Company capabilities are the resources, processes, and priorities of a business. This article looks at specific examples of capabilities, whether you should outsource, and some real-life examples of capabilities in businesses.
Find out more about company capabilities.
Understanding Company Capabilities
Before outsourcing anything, companies need to fully understand their capabilities, especially which capabilities are critical to the company’s future. Capabilities in business derive from three factors:
1) Resources: These capabilities include people, technology, equipment, brands, designs, information, money, and relationships with suppliers, distributors, and customers. Resources are usually visible and measurable. Employees create value for companies when they convert resources into products and services.
2) Processes: These are the ways employees communicate, coordinate, and make decisions.
Unlike resources, processes don’t appear on a balance sheet. But while less visible, processes facilitate the use of resources to solve problems. Processes include:
- The methods or systems by which products are developed and produced.
- Methods of market research, budgeting, employee development, compensation, resource allocation, and so on.
Strong processes work regardless of who performs them (employees doing them are more or less interchangeable).
3) Priorities: This may be the most important of the three factors determining company capabilities. Priorities guide a company’s decisions, including what the company invests in and chooses not to invest in. Leaders need to communicate clear company priorities so employees make decisions aligned with the company’s priorities and strategy.
Deciding When to Outsource
In applying the theory of company capabilities to determine when outsourcing makes sense, a company must do two things:
1) Understand that your suppliers’ capabilities can and will change; to get a sense of how they might change, watch what your suppliers are striving or aspiring to do in the future.
2) Understand what capabilities your company will need to succeed in the future. Always keep these capabilities in-house; otherwise, you’re giving away your future.
Understanding the value of company capabilities differentiates a good CEO from a poor one. Here are two examples of outsourcing gone awry:
- Dell: Dell was a highly successful U.S. computer manufacturer in the 1990s. It saved money, for which it was applauded by Wall Street, by outsourcing the manufacture of components to the Taiwanese company Asus. It started with circuits, then motherboards, then continued until Asus was putting together Dell computers in their entirety.
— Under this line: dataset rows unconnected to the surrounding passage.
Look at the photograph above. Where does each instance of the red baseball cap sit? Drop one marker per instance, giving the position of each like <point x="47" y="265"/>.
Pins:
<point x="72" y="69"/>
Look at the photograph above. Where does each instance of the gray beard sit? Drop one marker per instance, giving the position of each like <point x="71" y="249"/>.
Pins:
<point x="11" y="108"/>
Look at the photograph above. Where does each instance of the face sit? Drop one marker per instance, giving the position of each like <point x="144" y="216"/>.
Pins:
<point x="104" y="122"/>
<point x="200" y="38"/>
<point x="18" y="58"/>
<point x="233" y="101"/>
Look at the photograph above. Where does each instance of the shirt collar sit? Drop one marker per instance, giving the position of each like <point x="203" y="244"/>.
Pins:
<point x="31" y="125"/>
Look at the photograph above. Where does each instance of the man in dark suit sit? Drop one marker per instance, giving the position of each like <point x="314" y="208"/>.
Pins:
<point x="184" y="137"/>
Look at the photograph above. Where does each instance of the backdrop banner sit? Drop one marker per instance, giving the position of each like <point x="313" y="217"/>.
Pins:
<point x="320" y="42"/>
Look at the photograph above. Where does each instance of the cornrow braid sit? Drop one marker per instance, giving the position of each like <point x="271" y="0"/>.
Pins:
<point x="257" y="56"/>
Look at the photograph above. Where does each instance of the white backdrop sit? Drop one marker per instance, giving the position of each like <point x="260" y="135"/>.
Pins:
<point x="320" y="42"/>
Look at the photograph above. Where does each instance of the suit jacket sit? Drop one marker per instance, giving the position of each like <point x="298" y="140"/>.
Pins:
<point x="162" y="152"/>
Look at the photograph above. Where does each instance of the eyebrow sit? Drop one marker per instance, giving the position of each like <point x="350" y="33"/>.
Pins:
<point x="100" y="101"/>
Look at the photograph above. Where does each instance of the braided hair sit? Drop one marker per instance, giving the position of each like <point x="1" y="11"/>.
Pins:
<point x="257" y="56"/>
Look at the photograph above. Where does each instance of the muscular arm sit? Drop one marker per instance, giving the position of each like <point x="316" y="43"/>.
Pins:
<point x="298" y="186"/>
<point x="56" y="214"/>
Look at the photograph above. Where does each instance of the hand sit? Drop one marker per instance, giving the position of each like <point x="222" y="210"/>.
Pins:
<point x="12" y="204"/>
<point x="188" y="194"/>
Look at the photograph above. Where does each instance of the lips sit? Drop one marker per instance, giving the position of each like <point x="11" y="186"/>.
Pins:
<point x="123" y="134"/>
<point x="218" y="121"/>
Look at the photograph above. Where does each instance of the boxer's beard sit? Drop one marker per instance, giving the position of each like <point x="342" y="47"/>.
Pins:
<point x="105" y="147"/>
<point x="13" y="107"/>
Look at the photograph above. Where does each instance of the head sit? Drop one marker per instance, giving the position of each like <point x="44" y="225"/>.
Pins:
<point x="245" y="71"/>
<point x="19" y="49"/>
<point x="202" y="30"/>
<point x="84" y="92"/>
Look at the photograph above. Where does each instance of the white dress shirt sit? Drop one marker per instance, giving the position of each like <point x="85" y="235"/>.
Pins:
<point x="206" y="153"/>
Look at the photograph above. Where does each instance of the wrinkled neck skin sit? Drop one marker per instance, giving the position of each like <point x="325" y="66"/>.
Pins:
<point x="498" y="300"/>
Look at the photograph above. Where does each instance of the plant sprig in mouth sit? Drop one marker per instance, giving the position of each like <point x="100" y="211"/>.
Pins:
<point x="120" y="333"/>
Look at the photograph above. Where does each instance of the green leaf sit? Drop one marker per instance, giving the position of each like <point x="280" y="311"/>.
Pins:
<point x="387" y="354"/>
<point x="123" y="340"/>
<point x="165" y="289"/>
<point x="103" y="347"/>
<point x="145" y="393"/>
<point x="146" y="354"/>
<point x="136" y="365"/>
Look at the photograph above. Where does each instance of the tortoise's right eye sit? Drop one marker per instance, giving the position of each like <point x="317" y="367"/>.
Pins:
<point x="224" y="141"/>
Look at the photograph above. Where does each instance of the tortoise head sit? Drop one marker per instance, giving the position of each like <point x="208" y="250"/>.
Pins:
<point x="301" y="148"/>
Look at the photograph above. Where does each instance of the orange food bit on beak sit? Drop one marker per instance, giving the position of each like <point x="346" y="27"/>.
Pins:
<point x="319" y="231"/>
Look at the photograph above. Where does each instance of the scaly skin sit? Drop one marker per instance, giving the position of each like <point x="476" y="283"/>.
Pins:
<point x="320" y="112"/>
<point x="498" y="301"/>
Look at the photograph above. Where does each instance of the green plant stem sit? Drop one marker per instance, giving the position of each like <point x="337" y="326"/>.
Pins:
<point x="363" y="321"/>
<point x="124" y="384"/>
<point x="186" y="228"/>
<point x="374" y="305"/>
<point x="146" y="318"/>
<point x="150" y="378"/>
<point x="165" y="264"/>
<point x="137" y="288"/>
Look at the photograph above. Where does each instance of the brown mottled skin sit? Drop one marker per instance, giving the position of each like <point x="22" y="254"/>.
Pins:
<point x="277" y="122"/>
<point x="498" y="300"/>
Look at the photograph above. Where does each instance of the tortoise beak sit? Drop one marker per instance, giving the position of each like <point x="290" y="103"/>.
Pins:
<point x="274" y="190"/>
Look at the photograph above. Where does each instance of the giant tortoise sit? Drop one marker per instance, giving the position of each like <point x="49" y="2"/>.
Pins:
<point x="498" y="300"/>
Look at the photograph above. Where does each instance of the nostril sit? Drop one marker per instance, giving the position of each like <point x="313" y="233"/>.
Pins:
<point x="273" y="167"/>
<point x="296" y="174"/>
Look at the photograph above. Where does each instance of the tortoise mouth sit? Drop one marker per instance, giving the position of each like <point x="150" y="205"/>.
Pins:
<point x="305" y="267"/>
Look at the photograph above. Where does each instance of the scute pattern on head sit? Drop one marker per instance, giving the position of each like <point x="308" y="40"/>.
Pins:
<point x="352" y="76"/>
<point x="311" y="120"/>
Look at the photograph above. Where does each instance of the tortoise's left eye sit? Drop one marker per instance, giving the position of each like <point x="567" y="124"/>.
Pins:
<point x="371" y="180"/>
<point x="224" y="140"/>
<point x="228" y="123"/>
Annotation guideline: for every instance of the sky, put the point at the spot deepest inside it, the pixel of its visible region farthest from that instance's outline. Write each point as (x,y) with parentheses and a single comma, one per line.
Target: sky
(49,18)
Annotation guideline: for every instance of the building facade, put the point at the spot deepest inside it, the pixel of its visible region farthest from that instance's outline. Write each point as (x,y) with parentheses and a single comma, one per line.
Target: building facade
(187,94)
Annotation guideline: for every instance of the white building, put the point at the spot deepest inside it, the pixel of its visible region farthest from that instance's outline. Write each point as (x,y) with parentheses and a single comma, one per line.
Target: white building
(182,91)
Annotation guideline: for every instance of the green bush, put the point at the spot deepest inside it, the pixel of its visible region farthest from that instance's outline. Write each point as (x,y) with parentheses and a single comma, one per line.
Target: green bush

Once Dell had outsourced all its major capabilities to Asus, the Taiwanese company used what it learned to launch its own computer brand.
- U.S. semiconductor manufacturing: American companies outsourced basic semiconductor assembly to Taiwanese and Chinese suppliers, while retaining control of more complicated and profitable aspects like design. However, Asian suppliers kept moving upmarket, increasing their capability to make complex products. Today, U.S. companies outsource sophisticated products and components to Asian companies because U.S. facilities can no longer make them.